Let's analyze the situation step by step:

  1. Bond X is a 1-year zero coupon bond selling at $950. Since it is a zero coupon bond, it does not pay any coupon payments during its term. At maturity, it will pay the par value of $1,000.

  2. Bond Y is a 2-year bond with an 8% annual coupon rate. This means it pays an annual coupon of 8% of its par value, which is $1,000. Therefore, it pays $80 ($1,000 × 8%) in coupon payments each year for two years, and at maturity, it will also pay the par value of $1,000.

  3. Bond Z is a 3-year bond with an unknown price. We need to determine its price using the information from bonds X and Y.

To replicate the cash flows of bond Z, we need to combine bonds X and Y in such a way that the cash flows match. Since bond Y has a maturity of 2 years and bond X has a maturity of 1 year, we can use bond X to replicate the cash flow at year 1 and bond Y to replicate the cash flow at year 2 and year 3.

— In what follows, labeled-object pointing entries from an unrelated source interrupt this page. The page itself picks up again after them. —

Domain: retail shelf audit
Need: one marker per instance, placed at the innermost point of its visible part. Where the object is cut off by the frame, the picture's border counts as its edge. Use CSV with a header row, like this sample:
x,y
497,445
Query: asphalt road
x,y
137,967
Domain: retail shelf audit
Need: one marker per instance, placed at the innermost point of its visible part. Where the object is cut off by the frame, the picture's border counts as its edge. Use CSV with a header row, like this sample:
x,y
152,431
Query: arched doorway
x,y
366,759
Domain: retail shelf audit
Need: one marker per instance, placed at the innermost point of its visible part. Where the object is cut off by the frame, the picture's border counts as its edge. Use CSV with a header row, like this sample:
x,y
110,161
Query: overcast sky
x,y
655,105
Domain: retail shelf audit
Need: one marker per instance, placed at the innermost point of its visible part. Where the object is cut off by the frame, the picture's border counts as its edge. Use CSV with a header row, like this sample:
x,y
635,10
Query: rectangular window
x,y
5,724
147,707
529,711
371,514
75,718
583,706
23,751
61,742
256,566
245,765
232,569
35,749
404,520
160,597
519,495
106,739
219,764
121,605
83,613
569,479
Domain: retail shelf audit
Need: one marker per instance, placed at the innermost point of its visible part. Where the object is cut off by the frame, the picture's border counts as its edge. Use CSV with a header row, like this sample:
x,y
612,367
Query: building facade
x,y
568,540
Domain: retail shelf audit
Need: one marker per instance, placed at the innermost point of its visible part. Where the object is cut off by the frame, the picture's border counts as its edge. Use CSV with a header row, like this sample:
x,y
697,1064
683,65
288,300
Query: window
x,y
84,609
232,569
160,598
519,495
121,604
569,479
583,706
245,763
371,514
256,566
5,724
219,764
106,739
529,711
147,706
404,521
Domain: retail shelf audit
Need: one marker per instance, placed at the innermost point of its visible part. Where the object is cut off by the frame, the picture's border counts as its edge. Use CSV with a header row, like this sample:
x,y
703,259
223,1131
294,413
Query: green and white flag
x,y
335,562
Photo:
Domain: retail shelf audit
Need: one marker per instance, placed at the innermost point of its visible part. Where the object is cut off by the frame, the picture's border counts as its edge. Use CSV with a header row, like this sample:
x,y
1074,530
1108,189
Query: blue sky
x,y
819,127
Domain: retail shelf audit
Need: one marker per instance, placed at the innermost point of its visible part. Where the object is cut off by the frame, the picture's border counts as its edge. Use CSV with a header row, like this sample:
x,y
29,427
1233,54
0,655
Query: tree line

To find the price of bond Z, we can set up an equation based on the present value of the cash flows:

Bond X's price + Bond Y's price = Bond Z's price

The price of bond X is given as $950. Bond Y's price is unknown, so we'll denote it as Y.

$950 + Y = Bond Z's price

To calculate the price of bond Y, we need to discount its future cash flows back to the present value. The cash flow at year 2 is $80 (the annual coupon payment), and the cash flow at year 3 is $1,080 (coupon payment plus par value).

Using a discount rate, we can determine the present value of these cash flows. Let's assume a discount rate of 5%.

Present value of year 2 cash flow = $80 / (1 + 0.05)^2 = $80 / 1.1025 ≈ $72.47 Present value of year 3 cash flow = $1,080 / (1 + 0.05)^3 = $1,080 / 1.157625 ≈ $934.21

Therefore, the price of bond Y is approximately $72.47 + $934.21 = $1,006.68.

Now, we can substitute the value of Y into the equation:

$950 + $1,006.68 = Bond Z's price $1,956.68 = Bond Z's price

Therefore, the price of bond Z is closest to $1,956.68.

However, the given answer choices are A. $975, B. $995, and C. $1,015. None of the answer choices match the calculated price of bond Z. It's possible that there is an error in the question or answer choices provided.